Survey Infrastructures systematically interview tens of thousands of individuals across Europe each year. Respondents are selected at random from all walks of life, and the hour-long interviews provide a range of data which has value for researchers and subsequently policy makers.

While complex life histories or events may be coded into the structured taxonomies required for cutting-edge sociological research, a large proportion of the information conveyed in an interview is lost. A respondent's tone of voice, linguistic fluidity, and depth of vocabulary for example can provide insights about cognitive function, socio-economic status or verbal reasoning skills.

Making use of this lost data requires the integration of social survey and linguistic infrastructures. Such integration underpins the EOSC vision. As such, the basis for the work within SSHOC on analysing voice recorded interviews seeks to provide both a proof of concept and a framework for future research that explores this approach.

 

  • Judith Koops from the Generations and Gender Programme, will provide an overview of the project. She will focus on the advantages of collaboration between the different infrastructures and new insights generated over the course of the project.

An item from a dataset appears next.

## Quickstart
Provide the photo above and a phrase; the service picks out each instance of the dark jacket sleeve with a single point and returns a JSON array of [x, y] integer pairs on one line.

  • Joris Mulder from the LISS panel will demonstrate the tools used for collecting audio data through existing survey software in online interviews. He will provide an evaluation of the challenges encountered in this project as well as the way these issues were solved. 

  • Henk van den Heuvel from the Speech and Tech team will then describe the tools used for analysis of Oral History data which could be adapted for analysis of survey interviews. In particular he will address the so-called Transcription Chain, which is based on automatic speech-to-text conversion. The resulting text can, after manual correction, be processed by NLP tools to obtain more insights into its linguistic structure, or for topic detection or text summarisation, amongst others.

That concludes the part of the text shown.